On Monday, when Alabama Power Company CEO Mark Crosswhite withdrew the company’s membership from the Business Council of Alabama, he was following a pattern long recommended by the 40th President of the United States Ronald Reagan, who famously said, “When you can’t make them see the light, make them feel the heat.”
For over a year, Crosswhite and other prominent business executives worked quietly in the background to restore credibility to the once venerable business organization after its CEO, Billy Canary, took the witness stand in Lee County and discredited himself in defense of then-Speaker of the House Mike Hubbard.

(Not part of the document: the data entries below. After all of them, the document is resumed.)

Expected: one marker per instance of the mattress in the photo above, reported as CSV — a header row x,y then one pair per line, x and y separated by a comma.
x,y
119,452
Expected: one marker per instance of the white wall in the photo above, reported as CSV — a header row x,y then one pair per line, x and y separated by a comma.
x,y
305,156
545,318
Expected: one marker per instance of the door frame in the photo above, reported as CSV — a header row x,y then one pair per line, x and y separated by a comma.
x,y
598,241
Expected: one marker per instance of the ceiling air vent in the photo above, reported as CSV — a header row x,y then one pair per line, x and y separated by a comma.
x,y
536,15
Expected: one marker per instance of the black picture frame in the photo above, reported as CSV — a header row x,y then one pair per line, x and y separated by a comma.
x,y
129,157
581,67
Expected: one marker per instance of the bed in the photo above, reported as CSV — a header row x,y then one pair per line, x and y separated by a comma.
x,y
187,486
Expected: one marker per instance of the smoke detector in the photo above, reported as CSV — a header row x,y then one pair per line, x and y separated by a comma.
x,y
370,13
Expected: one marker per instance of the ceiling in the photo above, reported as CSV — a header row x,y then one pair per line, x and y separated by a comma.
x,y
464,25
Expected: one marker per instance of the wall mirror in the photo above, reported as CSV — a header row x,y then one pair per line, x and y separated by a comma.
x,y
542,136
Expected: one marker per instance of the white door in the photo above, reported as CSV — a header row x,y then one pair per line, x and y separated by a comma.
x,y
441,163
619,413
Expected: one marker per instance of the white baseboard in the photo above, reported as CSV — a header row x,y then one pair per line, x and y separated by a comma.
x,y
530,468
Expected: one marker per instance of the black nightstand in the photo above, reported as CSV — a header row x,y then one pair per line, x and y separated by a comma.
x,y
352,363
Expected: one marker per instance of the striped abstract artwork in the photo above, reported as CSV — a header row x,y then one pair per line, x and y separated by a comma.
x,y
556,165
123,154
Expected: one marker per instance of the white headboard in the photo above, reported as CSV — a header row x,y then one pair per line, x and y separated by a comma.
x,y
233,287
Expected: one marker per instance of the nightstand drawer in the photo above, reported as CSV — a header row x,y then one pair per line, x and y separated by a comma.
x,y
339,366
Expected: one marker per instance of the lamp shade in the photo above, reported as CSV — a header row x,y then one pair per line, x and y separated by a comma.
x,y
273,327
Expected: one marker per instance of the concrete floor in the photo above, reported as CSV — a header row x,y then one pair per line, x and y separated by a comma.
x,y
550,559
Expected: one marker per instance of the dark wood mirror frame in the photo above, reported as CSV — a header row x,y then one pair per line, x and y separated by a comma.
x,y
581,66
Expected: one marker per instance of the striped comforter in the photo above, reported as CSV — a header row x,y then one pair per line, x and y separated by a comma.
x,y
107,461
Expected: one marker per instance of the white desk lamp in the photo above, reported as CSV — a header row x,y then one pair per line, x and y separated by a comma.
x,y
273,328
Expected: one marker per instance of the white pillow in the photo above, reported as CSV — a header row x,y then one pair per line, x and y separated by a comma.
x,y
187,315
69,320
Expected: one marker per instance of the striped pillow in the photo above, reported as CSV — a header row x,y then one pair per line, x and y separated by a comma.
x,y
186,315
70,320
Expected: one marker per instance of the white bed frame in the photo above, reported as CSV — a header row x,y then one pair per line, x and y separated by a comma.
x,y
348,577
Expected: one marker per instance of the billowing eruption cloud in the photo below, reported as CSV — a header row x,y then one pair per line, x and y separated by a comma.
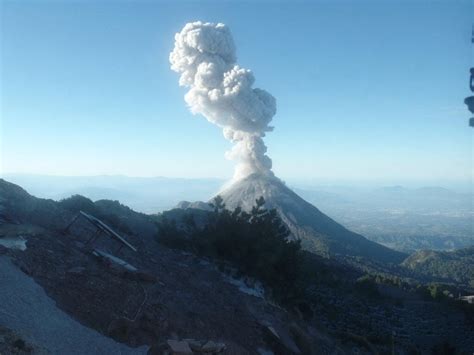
x,y
220,90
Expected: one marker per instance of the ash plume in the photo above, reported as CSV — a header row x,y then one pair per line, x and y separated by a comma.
x,y
204,54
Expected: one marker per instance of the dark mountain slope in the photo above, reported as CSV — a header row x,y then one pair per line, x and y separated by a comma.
x,y
318,232
451,266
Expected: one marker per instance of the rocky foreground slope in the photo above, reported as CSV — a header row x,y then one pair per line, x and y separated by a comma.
x,y
173,295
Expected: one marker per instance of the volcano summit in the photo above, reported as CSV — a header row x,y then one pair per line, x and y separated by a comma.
x,y
318,233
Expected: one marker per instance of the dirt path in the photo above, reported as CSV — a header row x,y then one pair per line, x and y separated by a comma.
x,y
26,309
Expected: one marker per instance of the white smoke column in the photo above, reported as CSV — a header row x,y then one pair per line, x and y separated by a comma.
x,y
204,55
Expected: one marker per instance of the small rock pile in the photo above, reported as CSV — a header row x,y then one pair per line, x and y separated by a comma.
x,y
192,346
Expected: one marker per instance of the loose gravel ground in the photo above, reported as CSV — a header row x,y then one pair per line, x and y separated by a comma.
x,y
27,309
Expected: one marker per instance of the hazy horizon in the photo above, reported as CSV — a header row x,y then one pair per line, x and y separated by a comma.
x,y
377,96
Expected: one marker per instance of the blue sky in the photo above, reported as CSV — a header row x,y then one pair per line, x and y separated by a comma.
x,y
366,90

Canary not only prevaricated, he outright denied the sworn testimony of one of his closest associates, who said after Canary’s testimony, “I didn’t know you could lie.” Despite Canary’s efforts to fool the jury, Hubbard was convicted of 12 felony counts of public corruption, and it was finally proven in open court that Canary had colluded with Hubbard’s schemes to use his office to enrich himself.
Canary would likely have been convicted if a second round of indictments had been carried out by the Attorney General’s Special Prosecution Division. He escaped that fate due, in part, to disgraced former Gov. Robert Bentley appointing Steve Marshall to Attorney General. Canary and BCA have been one of Marshall’s biggest donors, giving the former Democrat over $250,000 in campaign contributions.
Crosswhite’s efforts to bring respectability and honest leadership to BCA have been hampered by current Chairman Perry Hand, who is closely associated with former Gov. Bob Riley who used Hubbard as his errand boy to pass legislation favorable to Riley’s lobbying clients.
Rather than heed advice from seven of the state’s most influential businesses, Hand chartered a course that inevitably led to Alabama Power’s departure.
Hand responds to Alabama Power’s exit by first trying to embarrass Crosswhite. He, along with Canary’s input, followed up by having Hubbard and Riley’s former mouthpiece write an internet newsletter column accusing Alabama Power of being a liberal organization that opposed education reform, right-to-work and other silly notions. Perhaps Hand and Canary should look at Alabama Power’s support of the state workforce development training program. But then that would require that they be honest, which is a character quality that both men seem to lack.
Hand’s follow-up letter was the equivalent of a temper tantrum. What a sad sight to see – a grown man cast about kicking and screaming like a spoiled two-year-old.
But Hand has bigger worries as his dealings with Bentley’s Gulf State Park project are part of an ongoing investigation.
BCA has let it be known that it’s financially sound with a year’s worth of operating capital on hand. If after 15 years under Canary’s leadership BCA only has a year’s worth of funding on hand, the organization’s finances have undoubtedly been grossly mismanaged.
Now that Regions Bank and PowerSouth have followed suit, it’s nearing the boiling point.
Hand feels he and Canary have been smeared by Alabama Political Reporter. Like Hubbard, they call facts lies and pretend they are victims. The point is neither Hand or Canary can see their actions for what they really are or acknowledge the writing on the wall. So instead, they must feel the heat.